Die Frage war wohl rein rhetorischer Natur, denn auf eine Antwort von uns beiden wartete sie gar nicht mehr. Vielmehr warf sie ihrer Armbanduhr einen prüfenden Blick zu, machte auf dem Absatz kehrt und verschwand hinter einer der zahllosen Türen, die von der Eingangshalle abgingen.

»Puh. Was war das denn?«

»Darf ich vorstellen: das war die Art und Weise, wie meine Mom längst überfällige Gäste willkommen heißt. Ich weiß, ein Tornado ist nichts dagegen.«

Meine entsetzte Miene ließ ihn noch ergänzen: »Spaß beiseite. Sie hat das Herz am rechten Fleck und meint es in 99% aller Fälle nur gut. Jetzt hast du sie gleich mal in Aktion erleben dürfen. Kannst du nachvollziehen, warum es für mich mit dir an meiner Seite leichter ist?«

»Ehrlich gesagt, eigentlich nicht. Wirst du durch mich nicht erst so richtig in den Mittelpunkt gezerrt? Das Dinner heute Abend – für das ich übrigens nichts anzuziehen habe – findet ja wohl nur statt, weil du hier mit mir aufgekreuzt bist.«

»Glaub mir, es ist dennoch besser so. Und für deine Abendgarderobe leihen wir uns etwas bei meiner Schwester. Emily wohnt hier im Haus und müsste ziemlich genau die gleiche Kleidergröße wie du haben. Auf den Rodeo Drive kann ich dich heute leider nicht mehr schicken, Pretty Woman. Ein andermal vielleicht«, scherzte er, wobei sich halbmondförmige Grübchen auf seinen Wangen bildeten.

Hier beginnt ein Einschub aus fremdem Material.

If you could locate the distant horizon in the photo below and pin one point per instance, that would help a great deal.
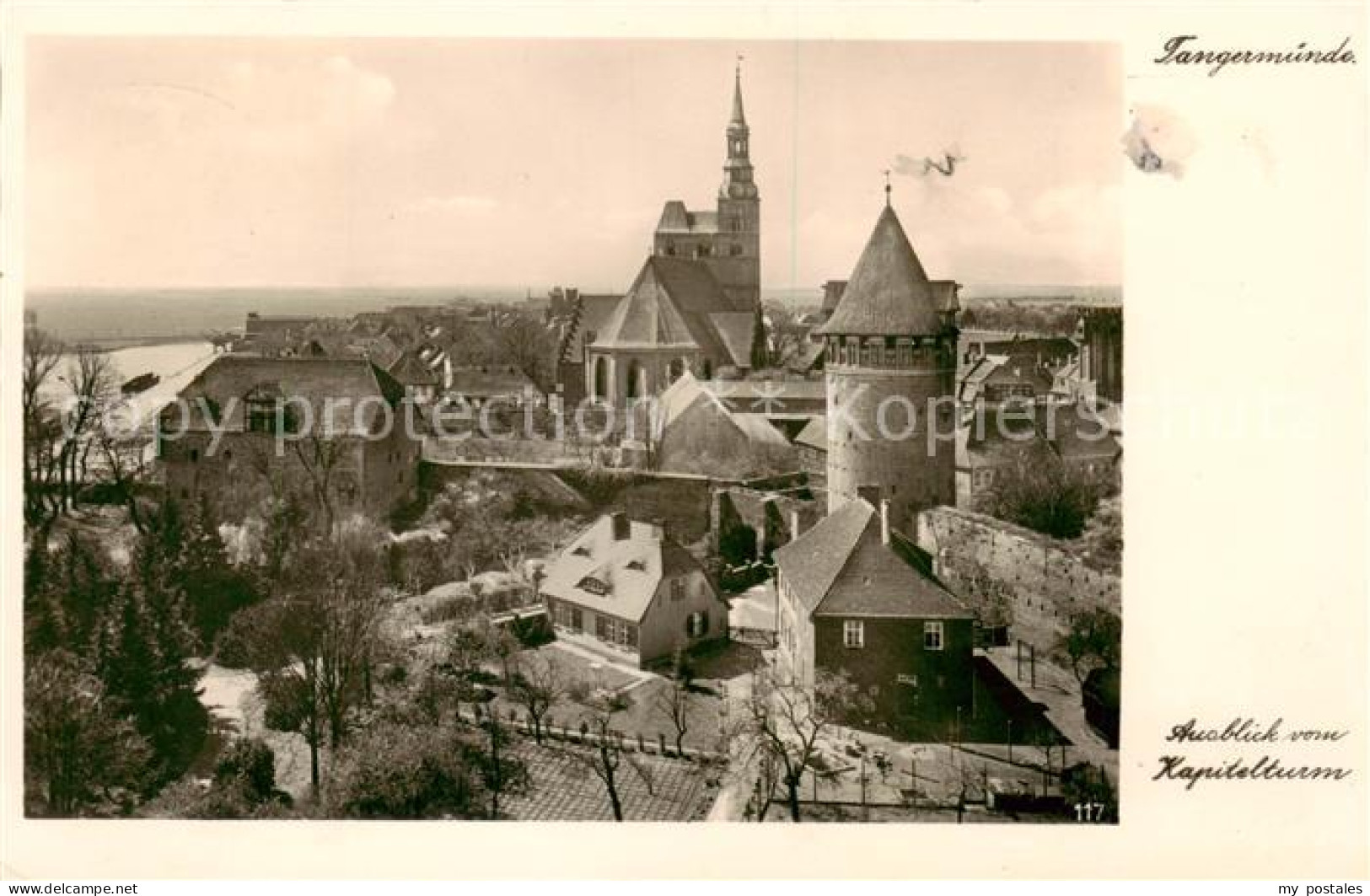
(325, 162)
(537, 291)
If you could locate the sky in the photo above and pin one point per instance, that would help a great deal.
(373, 162)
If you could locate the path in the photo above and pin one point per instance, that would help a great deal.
(1058, 692)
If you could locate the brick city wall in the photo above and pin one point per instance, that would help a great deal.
(1043, 580)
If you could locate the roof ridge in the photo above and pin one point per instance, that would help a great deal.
(828, 589)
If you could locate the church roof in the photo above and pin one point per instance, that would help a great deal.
(677, 218)
(411, 370)
(888, 292)
(670, 303)
(736, 330)
(843, 567)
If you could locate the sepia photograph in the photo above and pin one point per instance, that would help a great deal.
(573, 429)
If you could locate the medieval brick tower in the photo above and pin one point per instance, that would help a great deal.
(727, 240)
(891, 359)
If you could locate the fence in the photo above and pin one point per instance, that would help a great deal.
(583, 736)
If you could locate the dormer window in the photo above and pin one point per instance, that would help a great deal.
(267, 411)
(594, 585)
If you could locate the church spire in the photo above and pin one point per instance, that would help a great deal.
(739, 118)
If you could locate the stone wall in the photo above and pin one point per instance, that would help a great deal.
(1045, 581)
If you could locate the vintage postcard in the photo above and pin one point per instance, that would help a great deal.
(703, 420)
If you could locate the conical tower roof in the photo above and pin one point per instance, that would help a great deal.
(888, 292)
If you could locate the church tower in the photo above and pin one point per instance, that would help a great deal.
(891, 361)
(728, 239)
(739, 212)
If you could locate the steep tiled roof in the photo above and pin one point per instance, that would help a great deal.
(888, 292)
(486, 381)
(734, 329)
(626, 570)
(412, 372)
(595, 313)
(811, 562)
(814, 433)
(675, 218)
(686, 392)
(325, 384)
(841, 567)
(670, 303)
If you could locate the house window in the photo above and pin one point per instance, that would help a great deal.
(267, 414)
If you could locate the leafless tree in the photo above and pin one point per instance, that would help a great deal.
(674, 703)
(787, 721)
(606, 757)
(317, 641)
(528, 346)
(124, 468)
(320, 457)
(41, 429)
(537, 685)
(92, 385)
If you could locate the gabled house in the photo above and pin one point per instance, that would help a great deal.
(859, 599)
(701, 435)
(635, 589)
(421, 383)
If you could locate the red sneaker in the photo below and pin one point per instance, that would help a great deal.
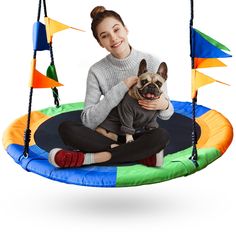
(65, 159)
(155, 160)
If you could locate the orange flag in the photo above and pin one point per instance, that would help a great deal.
(207, 62)
(39, 80)
(199, 79)
(53, 26)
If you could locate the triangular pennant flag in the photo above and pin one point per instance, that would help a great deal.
(39, 37)
(53, 26)
(38, 80)
(199, 80)
(202, 48)
(213, 41)
(207, 62)
(51, 72)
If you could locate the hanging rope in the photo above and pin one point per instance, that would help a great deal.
(54, 90)
(27, 134)
(194, 156)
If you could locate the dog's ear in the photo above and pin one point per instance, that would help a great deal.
(162, 70)
(142, 67)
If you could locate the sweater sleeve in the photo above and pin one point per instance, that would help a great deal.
(166, 114)
(96, 109)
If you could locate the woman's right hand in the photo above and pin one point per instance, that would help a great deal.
(131, 81)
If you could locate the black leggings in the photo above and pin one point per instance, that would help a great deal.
(79, 137)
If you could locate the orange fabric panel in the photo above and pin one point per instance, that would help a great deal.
(216, 131)
(15, 132)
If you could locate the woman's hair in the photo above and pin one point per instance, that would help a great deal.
(98, 14)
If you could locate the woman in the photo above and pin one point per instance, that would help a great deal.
(111, 78)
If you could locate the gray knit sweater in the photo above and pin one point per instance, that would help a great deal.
(105, 86)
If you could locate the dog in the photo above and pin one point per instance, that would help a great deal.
(129, 116)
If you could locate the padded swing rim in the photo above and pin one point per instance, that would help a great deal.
(216, 136)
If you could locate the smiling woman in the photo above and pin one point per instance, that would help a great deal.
(66, 146)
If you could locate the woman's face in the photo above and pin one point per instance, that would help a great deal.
(112, 36)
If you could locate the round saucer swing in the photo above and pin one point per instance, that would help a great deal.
(198, 134)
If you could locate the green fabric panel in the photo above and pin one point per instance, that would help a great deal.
(53, 111)
(213, 41)
(175, 165)
(51, 72)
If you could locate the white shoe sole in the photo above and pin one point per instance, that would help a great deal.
(51, 156)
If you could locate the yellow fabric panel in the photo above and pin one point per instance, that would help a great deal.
(216, 131)
(207, 62)
(15, 132)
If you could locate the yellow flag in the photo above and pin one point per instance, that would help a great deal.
(199, 79)
(39, 80)
(53, 26)
(207, 62)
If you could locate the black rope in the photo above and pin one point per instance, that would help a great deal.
(194, 156)
(27, 133)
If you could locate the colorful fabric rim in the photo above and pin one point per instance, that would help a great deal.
(216, 136)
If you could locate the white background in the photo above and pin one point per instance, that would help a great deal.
(200, 204)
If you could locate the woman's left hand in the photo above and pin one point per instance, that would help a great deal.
(157, 104)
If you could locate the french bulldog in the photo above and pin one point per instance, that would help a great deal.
(129, 116)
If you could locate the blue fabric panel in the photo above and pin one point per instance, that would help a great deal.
(40, 37)
(201, 48)
(37, 162)
(185, 108)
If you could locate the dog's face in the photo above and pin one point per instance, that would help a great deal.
(149, 84)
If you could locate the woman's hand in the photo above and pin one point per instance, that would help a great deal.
(158, 104)
(131, 81)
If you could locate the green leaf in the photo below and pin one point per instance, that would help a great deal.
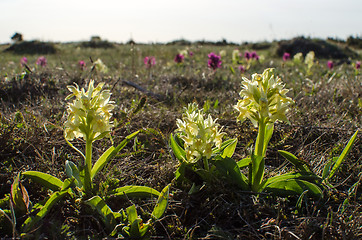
(343, 155)
(72, 171)
(135, 192)
(327, 167)
(32, 220)
(179, 152)
(300, 200)
(258, 163)
(44, 179)
(243, 163)
(140, 105)
(308, 176)
(110, 153)
(268, 134)
(161, 204)
(104, 210)
(19, 196)
(180, 172)
(230, 169)
(101, 161)
(230, 148)
(292, 187)
(67, 183)
(300, 165)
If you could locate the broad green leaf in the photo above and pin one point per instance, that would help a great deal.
(230, 169)
(268, 134)
(140, 105)
(32, 220)
(72, 171)
(180, 172)
(179, 152)
(300, 165)
(161, 204)
(67, 183)
(343, 155)
(19, 196)
(132, 213)
(101, 161)
(44, 179)
(243, 163)
(104, 210)
(327, 167)
(110, 153)
(135, 191)
(300, 200)
(138, 229)
(292, 187)
(308, 176)
(230, 148)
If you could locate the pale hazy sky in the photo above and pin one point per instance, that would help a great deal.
(166, 20)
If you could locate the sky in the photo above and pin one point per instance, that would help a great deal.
(149, 21)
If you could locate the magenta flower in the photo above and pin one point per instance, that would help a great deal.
(179, 58)
(330, 64)
(286, 56)
(254, 55)
(81, 64)
(247, 55)
(241, 68)
(23, 61)
(214, 61)
(42, 61)
(358, 65)
(149, 61)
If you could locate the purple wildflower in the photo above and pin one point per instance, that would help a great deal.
(330, 64)
(81, 64)
(247, 55)
(241, 68)
(23, 61)
(254, 55)
(286, 56)
(214, 61)
(179, 58)
(358, 65)
(42, 61)
(149, 61)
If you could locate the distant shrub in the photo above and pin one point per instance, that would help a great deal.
(97, 44)
(321, 48)
(32, 47)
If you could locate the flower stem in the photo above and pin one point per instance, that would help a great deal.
(206, 164)
(259, 147)
(88, 166)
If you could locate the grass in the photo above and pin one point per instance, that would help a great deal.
(327, 112)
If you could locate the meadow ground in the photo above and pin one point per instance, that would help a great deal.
(327, 111)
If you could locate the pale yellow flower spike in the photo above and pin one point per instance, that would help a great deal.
(263, 99)
(199, 135)
(89, 114)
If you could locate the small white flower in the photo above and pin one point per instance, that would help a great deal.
(263, 99)
(199, 135)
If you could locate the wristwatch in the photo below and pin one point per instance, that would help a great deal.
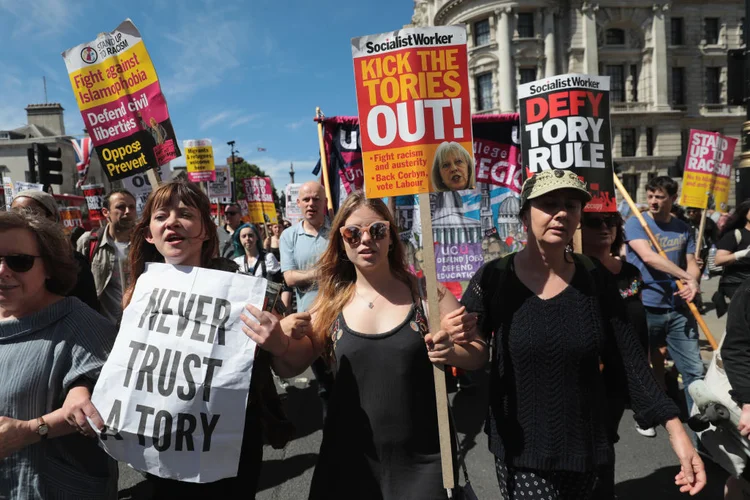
(43, 428)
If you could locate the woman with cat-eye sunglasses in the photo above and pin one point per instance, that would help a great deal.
(52, 348)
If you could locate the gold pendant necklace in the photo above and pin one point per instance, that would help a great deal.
(370, 304)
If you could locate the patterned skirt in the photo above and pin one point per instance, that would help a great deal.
(529, 484)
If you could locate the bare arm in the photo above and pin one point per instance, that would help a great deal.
(653, 259)
(297, 278)
(724, 257)
(470, 353)
(17, 434)
(693, 268)
(298, 357)
(656, 261)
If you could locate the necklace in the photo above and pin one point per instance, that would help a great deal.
(371, 303)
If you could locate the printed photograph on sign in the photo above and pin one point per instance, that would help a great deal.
(121, 102)
(565, 124)
(452, 168)
(412, 89)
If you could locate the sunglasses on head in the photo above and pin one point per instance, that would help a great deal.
(353, 234)
(19, 263)
(596, 222)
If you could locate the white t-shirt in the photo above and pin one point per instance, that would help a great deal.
(272, 265)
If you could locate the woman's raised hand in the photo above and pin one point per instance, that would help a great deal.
(266, 331)
(77, 406)
(692, 476)
(439, 347)
(460, 325)
(297, 325)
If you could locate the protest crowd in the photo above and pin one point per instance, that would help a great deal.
(161, 338)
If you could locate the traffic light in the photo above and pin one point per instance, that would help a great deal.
(50, 164)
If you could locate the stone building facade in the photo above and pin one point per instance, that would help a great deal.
(668, 64)
(45, 125)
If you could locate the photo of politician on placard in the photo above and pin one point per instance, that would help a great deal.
(452, 168)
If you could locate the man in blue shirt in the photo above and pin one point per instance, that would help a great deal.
(670, 323)
(300, 247)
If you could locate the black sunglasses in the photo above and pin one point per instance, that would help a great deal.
(596, 222)
(353, 234)
(19, 263)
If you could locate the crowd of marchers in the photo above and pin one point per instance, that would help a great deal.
(570, 340)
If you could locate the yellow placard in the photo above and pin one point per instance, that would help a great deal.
(115, 77)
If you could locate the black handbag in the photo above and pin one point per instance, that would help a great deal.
(465, 492)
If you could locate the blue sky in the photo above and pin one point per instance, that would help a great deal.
(252, 71)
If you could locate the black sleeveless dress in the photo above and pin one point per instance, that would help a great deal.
(380, 440)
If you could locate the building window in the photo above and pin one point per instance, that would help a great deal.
(676, 27)
(527, 75)
(678, 86)
(711, 34)
(616, 76)
(713, 89)
(742, 31)
(482, 32)
(630, 181)
(627, 136)
(615, 36)
(526, 24)
(484, 92)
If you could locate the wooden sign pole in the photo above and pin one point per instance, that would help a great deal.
(659, 250)
(324, 160)
(441, 394)
(701, 231)
(154, 178)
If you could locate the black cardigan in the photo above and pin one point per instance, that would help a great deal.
(547, 406)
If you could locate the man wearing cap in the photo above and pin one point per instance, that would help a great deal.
(107, 251)
(44, 204)
(670, 323)
(232, 220)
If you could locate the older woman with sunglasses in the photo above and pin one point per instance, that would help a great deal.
(603, 238)
(380, 438)
(51, 348)
(552, 316)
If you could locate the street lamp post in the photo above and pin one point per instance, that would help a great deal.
(742, 175)
(234, 187)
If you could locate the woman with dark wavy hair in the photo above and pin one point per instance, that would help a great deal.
(733, 254)
(52, 349)
(380, 438)
(176, 228)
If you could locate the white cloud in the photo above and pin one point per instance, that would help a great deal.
(40, 17)
(299, 123)
(216, 119)
(244, 119)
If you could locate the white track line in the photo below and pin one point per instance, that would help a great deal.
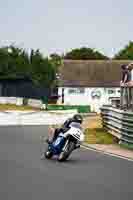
(107, 153)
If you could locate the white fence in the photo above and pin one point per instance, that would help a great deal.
(118, 122)
(32, 118)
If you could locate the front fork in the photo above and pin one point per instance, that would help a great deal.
(65, 146)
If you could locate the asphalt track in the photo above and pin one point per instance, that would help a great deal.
(87, 175)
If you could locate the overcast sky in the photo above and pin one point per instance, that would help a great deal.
(60, 25)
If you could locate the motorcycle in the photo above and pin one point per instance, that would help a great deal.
(65, 143)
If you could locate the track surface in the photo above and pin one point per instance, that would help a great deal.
(87, 175)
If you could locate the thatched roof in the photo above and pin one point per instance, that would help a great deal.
(92, 73)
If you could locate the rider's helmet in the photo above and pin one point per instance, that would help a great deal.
(78, 118)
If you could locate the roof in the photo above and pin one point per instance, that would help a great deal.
(91, 73)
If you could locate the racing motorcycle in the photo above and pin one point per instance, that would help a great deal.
(65, 143)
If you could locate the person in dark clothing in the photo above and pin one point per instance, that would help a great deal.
(66, 126)
(125, 91)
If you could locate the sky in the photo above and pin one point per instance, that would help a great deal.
(57, 26)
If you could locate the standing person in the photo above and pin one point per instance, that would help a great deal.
(130, 85)
(125, 93)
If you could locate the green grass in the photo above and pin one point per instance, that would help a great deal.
(126, 146)
(4, 107)
(99, 136)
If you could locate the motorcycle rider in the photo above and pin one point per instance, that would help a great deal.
(66, 126)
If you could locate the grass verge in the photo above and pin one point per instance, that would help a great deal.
(99, 136)
(15, 107)
(95, 134)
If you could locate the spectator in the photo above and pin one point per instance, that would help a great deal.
(125, 91)
(130, 85)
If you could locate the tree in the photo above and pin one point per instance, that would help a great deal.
(126, 53)
(42, 71)
(85, 54)
(16, 63)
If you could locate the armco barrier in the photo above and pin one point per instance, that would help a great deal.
(80, 109)
(118, 122)
(32, 118)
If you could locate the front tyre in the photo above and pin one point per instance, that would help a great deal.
(48, 154)
(68, 150)
(62, 157)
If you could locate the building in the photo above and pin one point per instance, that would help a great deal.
(90, 82)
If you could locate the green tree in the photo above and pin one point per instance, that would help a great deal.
(85, 54)
(126, 53)
(17, 63)
(42, 71)
(56, 60)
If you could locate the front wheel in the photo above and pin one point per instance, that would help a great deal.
(48, 154)
(66, 153)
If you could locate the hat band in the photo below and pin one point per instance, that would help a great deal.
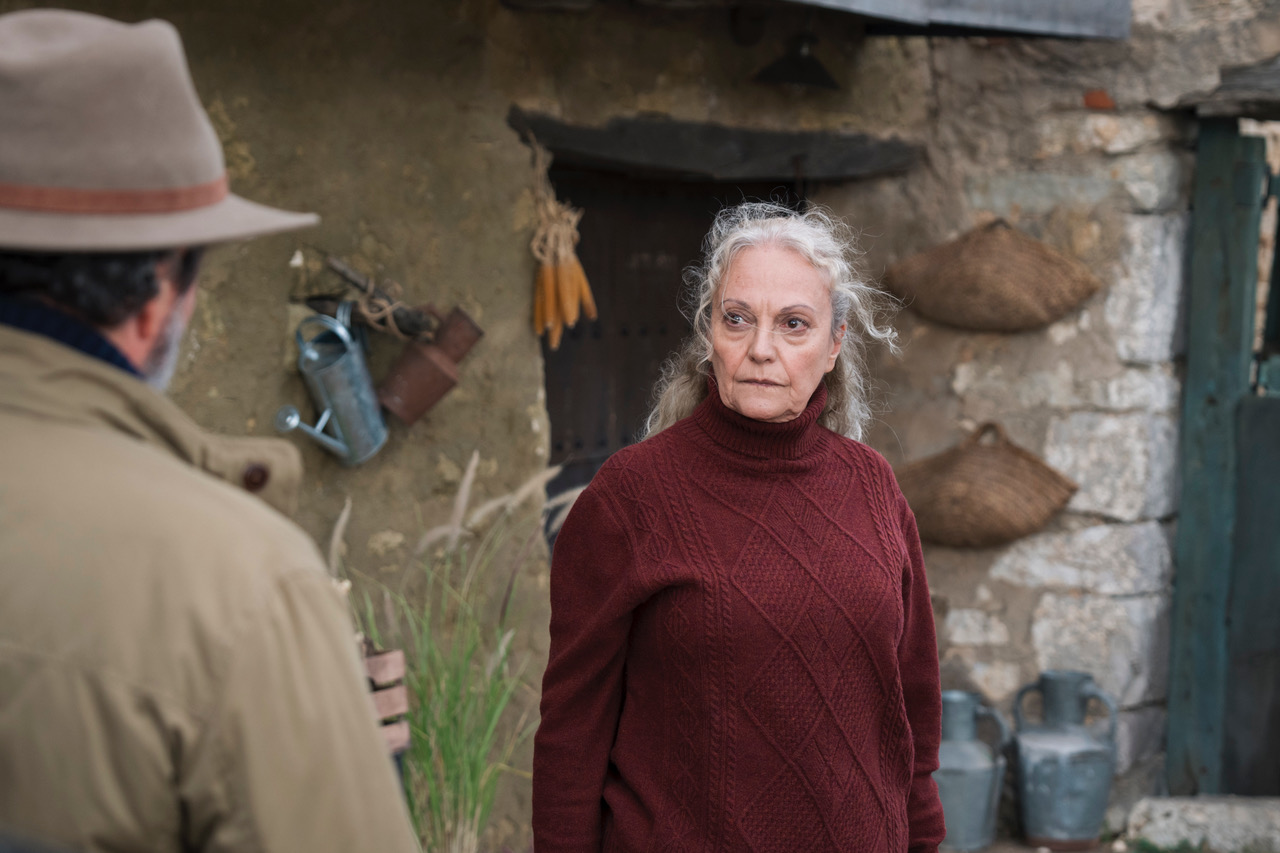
(113, 201)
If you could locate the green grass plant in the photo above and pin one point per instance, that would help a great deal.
(460, 674)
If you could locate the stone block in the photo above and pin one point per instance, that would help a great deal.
(1124, 464)
(1036, 192)
(997, 680)
(1121, 642)
(976, 628)
(1136, 389)
(1216, 824)
(1107, 132)
(1009, 387)
(1109, 559)
(1139, 735)
(1153, 181)
(1146, 297)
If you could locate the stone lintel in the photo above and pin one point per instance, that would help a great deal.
(672, 149)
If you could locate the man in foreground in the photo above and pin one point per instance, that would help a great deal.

Mitch wusste, wie man eine Frau um den Finger wickelte. Zwar sträubte ich mich innerlich immer noch dagegen, sein Vorhaben gutzuheißen, dennoch ließ ich mich darauf ein.

Nachdem ich seine Mutter kennenlernen durfte, machte mich Mitch mit den Räumlichkeiten im Erdgeschoss vertraut. Mein Lieblingszimmer stand gleich fest.

In der Bibliothek schienen tausende Bücher in meterhohen Regalen aus massiver Eiche untergebracht. Langsam ging ich an den einzelnen Schränken vorbei und besah mir die Buchrücken näher.

Manchmal verweilte ich kurz vor einem, nahm mir ein Exemplar heraus und tauchte ab in eine Welt, die mir seit dem Tod meiner Eltern eine tröstliche Zuflucht bot.

Insbesondere die Märchen der Brüder Grimm hatten es mir angetan. Wie erbaulich die Vorstellung doch ist, am Ende einer jeden Geschichte ein Happy End vorzufinden.